First, the sizing removal of carbon fiber were conducted at 300℃ for 4 hours and 400℃ for 2 hours respectively. The fractured surface in the specimen of tensile test made from PEEK and epoxy resin was observed by SEM. The fracture surface of the tensile test specimen of the carbon/epoxy composites heat-treated to 400℃ showed that the resin did not adhere nearly in the fiber surface and pull out was observed. It is considered that 400℃ is suitable heat treatment temperature for the sizing removal of the carbon fiber. The mechanical test results represent that there was no significant differences in short beam strength. However, the tensile strength and compressive strength of the carbon/PEEK composites were higher than those of the carbon/epoxy composites in the case of the vacuum bag process. Furthermore, this result indicated that the sizing material did not have a significant effect on the strength of the carbon/PEEK composites.

Second, the specimens for the carbon/PEEK and carbon/epoxy composites were manufactured based on the ASTM standard. The specimens were immersed in distilled water at 37℃ for 100 days and the coefficient of moisture was measured in accordance with Fick's law. Moreover, the fracture energy according to the fiber ply orientation was evaluated in this study. The result exhibited that the coefficient of moisture-absorption of carbon/PEEK composites was the lowest because the interface coherence between the fiber and resin are the strongest. As a result, the fracture energy of the carbon/PEEK composites was superior to the carbon/epoxy composites.
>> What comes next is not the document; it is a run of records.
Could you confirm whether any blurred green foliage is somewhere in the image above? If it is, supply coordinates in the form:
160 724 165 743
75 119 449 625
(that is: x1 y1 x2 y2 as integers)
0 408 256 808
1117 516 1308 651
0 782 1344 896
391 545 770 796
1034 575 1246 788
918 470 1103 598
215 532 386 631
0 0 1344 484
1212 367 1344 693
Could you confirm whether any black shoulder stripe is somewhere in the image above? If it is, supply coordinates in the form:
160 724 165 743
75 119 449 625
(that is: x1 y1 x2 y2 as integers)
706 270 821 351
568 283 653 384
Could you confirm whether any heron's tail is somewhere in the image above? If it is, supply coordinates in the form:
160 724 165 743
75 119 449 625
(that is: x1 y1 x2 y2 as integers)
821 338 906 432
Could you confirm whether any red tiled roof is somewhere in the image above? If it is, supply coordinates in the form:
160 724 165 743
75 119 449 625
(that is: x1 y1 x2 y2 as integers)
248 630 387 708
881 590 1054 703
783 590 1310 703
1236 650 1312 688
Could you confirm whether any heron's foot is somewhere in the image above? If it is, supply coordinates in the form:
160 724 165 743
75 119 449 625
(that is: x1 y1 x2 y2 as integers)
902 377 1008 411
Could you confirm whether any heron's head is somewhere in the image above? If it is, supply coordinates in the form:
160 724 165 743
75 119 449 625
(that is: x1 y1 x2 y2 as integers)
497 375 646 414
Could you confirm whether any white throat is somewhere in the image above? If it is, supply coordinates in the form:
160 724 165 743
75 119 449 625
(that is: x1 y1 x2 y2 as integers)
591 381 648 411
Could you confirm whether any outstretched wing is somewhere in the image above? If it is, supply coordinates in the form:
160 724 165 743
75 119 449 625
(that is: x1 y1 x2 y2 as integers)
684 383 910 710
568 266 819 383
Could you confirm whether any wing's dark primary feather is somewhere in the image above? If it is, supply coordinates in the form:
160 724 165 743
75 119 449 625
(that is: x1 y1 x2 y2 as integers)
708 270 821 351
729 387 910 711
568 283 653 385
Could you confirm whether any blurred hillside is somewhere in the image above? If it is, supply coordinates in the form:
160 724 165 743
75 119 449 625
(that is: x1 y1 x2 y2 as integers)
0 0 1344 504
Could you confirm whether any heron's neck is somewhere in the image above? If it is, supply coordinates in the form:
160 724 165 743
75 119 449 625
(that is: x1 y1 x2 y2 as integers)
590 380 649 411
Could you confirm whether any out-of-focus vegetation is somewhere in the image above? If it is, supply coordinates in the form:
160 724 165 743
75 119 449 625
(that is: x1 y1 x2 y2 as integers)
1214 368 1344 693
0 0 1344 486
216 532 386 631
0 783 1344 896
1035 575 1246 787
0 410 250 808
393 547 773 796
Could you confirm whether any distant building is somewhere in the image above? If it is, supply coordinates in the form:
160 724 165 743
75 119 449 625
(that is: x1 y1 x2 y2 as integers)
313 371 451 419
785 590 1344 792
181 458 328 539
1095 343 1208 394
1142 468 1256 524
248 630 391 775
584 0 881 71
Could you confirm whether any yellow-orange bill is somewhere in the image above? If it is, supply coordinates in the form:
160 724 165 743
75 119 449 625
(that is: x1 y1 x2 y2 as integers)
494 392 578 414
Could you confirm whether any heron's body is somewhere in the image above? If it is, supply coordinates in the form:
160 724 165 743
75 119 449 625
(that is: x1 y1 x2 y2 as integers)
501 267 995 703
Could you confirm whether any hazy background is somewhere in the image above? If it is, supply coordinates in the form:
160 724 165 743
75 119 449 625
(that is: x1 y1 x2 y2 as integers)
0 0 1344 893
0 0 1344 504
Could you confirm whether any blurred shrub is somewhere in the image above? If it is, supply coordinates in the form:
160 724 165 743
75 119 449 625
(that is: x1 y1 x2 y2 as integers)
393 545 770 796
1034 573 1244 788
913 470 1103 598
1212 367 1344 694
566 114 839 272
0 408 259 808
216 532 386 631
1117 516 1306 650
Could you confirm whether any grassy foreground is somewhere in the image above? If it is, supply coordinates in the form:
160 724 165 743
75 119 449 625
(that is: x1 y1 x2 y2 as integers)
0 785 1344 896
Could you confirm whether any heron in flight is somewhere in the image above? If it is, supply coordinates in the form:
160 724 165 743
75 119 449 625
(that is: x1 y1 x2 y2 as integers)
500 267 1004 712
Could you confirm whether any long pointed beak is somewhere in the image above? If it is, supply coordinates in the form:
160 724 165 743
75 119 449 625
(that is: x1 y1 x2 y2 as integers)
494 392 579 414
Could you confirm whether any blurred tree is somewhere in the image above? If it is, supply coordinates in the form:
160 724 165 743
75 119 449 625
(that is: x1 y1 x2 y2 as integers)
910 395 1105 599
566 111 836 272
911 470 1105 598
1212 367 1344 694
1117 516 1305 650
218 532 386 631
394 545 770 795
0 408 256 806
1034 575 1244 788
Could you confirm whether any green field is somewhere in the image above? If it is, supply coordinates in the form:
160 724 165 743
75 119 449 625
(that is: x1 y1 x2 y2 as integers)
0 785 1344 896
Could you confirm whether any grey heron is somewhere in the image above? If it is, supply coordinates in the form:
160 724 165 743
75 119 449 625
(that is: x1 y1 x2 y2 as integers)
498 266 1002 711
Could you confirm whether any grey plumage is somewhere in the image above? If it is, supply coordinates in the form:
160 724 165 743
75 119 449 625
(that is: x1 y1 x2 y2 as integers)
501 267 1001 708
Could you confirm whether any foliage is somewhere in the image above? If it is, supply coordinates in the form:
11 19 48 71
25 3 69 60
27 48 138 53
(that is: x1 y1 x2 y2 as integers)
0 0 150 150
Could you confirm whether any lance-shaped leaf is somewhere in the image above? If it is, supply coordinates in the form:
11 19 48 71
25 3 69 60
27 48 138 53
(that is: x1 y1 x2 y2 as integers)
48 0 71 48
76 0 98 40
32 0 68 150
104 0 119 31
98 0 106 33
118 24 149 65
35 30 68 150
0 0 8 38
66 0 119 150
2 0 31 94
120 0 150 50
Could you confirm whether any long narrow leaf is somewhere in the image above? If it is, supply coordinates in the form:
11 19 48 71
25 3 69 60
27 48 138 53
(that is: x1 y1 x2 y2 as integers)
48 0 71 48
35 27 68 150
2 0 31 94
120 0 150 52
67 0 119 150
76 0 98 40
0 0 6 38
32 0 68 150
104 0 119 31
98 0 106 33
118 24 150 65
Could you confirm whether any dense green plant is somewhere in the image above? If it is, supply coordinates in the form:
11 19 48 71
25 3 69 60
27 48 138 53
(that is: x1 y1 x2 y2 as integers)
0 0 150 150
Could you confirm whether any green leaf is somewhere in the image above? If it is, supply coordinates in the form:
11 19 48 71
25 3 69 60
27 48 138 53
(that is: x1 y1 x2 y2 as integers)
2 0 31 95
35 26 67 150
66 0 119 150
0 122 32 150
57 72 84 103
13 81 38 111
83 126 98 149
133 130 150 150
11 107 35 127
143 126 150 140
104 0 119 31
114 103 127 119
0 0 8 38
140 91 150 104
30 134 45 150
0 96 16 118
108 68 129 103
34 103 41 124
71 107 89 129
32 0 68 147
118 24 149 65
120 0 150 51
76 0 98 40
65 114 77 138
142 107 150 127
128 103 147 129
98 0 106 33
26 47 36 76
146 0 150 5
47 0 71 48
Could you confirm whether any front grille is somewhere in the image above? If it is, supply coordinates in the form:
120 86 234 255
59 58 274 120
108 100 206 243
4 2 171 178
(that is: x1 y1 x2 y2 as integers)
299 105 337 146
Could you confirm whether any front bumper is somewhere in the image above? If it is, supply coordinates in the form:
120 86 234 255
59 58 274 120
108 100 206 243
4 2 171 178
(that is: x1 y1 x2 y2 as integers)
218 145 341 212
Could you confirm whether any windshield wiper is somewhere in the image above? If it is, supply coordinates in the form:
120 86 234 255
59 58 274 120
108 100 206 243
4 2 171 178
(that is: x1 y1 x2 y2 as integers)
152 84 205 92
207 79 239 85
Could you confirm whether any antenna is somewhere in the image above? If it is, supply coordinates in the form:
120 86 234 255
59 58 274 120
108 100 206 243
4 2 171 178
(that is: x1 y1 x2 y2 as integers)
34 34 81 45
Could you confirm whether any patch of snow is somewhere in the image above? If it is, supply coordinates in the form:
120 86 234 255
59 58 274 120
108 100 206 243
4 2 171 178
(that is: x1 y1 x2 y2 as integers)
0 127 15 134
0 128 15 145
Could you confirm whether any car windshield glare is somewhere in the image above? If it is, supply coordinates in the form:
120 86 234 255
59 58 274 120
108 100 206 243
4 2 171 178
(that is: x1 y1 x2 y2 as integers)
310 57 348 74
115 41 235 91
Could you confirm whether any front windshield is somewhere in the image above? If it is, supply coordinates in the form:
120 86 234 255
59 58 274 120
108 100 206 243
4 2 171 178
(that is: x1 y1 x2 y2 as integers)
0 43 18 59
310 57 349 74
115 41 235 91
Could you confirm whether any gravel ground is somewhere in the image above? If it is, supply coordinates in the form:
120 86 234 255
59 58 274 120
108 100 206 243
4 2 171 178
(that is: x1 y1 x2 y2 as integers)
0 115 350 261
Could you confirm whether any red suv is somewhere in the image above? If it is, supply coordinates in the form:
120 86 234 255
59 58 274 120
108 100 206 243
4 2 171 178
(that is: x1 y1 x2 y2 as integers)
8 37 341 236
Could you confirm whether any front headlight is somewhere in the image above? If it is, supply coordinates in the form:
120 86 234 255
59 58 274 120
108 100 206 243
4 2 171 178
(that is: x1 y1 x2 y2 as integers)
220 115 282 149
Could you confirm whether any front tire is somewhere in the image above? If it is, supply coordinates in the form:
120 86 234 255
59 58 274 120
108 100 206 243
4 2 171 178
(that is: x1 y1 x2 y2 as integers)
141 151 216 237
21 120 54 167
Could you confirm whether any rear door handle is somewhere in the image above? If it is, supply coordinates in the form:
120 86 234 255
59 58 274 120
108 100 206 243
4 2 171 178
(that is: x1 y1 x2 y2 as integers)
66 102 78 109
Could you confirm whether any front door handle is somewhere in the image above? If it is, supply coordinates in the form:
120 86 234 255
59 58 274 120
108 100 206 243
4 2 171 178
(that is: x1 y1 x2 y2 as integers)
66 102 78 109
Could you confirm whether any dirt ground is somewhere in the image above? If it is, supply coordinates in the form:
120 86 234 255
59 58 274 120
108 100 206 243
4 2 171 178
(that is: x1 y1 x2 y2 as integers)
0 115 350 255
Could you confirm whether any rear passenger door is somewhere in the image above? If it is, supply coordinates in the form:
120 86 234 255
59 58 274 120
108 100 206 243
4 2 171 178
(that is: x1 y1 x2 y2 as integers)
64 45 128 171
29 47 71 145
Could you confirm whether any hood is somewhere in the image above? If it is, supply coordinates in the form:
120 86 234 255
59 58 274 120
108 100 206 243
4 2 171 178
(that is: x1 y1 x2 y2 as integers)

Third, the effect of Carbon/PEEK composites on the tribological properties has been investigated. The unidirectional composites had higher friction coefficients than those multidirectional composites. This was caused by the debonding between the carbon fiber and the PEEK sheet, which was proportional to the contact area between the sliding surface and the carbon fiber. The friction test results showed that there was no significant differences in relation to the fiber ply orientation. However, the friction properties of the carbon/PEEK composites were higher than those of the carbon/epoxy composites. As a result, it seemed that when the carbon/PEEK composites slid in a direction normal to the prepreg lay-up direction, its friction coefficient may be represented a smaller value compared to sliding in a direction parallel to the prepreg lay-up direction. In a case where the speed was 2.5 m/s, the friction coefficient was relatively large for configuration I. The friction surface of the specimen was analyzed using an electron microscope. In all cases, the debonding of the fiber and PEEK could be confirmed.

Finally, it is suggested that a new concept design of the stem and aims to determine the suitability of various carbon/PEEK composite should be designed for artificial hip joints. Shear stress and principal stress tested with alternative materials of the Ti-based stem for artificial hip joints. In addition, FEA is conducted according to the fiber ply orientation and the load condition for carbon/PEEK composites.